In the upper middle 3x3 box of this puzzle, the digit 1 is a candidate for exactly two cells (both marked by an "*") in that box. So there are two possible pisitions for the digit 1 in this 3x3 box. Let us follow the paths of these two cases:

- If the first case is true, then the first yellow cell marked by an "*" is 1. The second yellow cell must be 4 since it will be the only place that the digit 4 can go in this 3x3 box. The third yellow cell that shares the common row with the second yellow cell must be 6. Now we can see that the blue cell that shares the common column with the third yellow cell cannot be 6.
- If the second case is true, then the first green cell marked by an "*" is 1. The second green cell that shares the common column with the first green cell must be 6. Now we can see the blue cell that shares the common row with the second green cell cannot be 6.

In either case, the blue cell cannot be 6. Therefore the digit 6 can be safely eliminated as a candidate from the blue cell.

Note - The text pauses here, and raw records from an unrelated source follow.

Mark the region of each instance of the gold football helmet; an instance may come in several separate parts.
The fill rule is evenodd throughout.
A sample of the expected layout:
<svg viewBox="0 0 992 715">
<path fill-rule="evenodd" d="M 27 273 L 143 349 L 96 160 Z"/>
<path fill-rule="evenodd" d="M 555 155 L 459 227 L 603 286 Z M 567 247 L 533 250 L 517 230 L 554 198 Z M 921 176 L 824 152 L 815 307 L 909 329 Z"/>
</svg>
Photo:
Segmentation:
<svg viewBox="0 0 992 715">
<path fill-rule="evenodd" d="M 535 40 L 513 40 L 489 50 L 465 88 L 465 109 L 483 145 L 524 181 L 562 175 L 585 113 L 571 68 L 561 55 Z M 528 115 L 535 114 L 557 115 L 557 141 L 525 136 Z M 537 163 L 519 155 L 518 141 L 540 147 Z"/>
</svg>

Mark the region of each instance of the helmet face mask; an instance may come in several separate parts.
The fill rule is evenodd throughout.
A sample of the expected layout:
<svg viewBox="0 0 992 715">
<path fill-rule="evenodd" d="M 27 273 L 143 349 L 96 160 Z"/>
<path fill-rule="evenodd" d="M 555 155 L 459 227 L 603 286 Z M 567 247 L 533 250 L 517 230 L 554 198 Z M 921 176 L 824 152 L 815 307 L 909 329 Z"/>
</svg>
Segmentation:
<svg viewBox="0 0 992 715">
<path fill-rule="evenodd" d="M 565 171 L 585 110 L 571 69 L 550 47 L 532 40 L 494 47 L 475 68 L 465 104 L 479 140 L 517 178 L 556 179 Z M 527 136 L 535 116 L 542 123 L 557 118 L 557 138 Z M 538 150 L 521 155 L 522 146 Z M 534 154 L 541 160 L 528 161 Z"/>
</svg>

The example above shows how we can eliminate a candidate from a cell. Actually this technique can also help to confirm a digit for a cell. Look at the following puzzle:

In the upper middle 3x3 box of this puzzle, the digit 2 is a candidate for exactly two cells (both marked by an "*") in that box. So there are two possible pisitions for the digit 2 in this 3x3 box. Let us follow the paths of these two cases:

- If the first case is true, then the first yellow cell marked by an "*" is 2. Then the blue cell that shares the common 3x3 box with the yellow cell must be 7 since it will be the only place that the digit 7 can go in this 3x3 box.
- If the second case is true, then the first green cell marked by an "*" is 2. The second green cell that shares the common column with the first green cell must be 4. The third green cell that shares the common row with the second green cell must be 7. Then the fourth green cell that shares the common column with the third green cell cannot be 7. Now we can see the blue cell that shares the common row with the fourth green cell must be 7 since it is the only place the digit 7 can go in this row.

In either case, the blue cell must be 7. Therefore we can confirm that the blue cell is 7.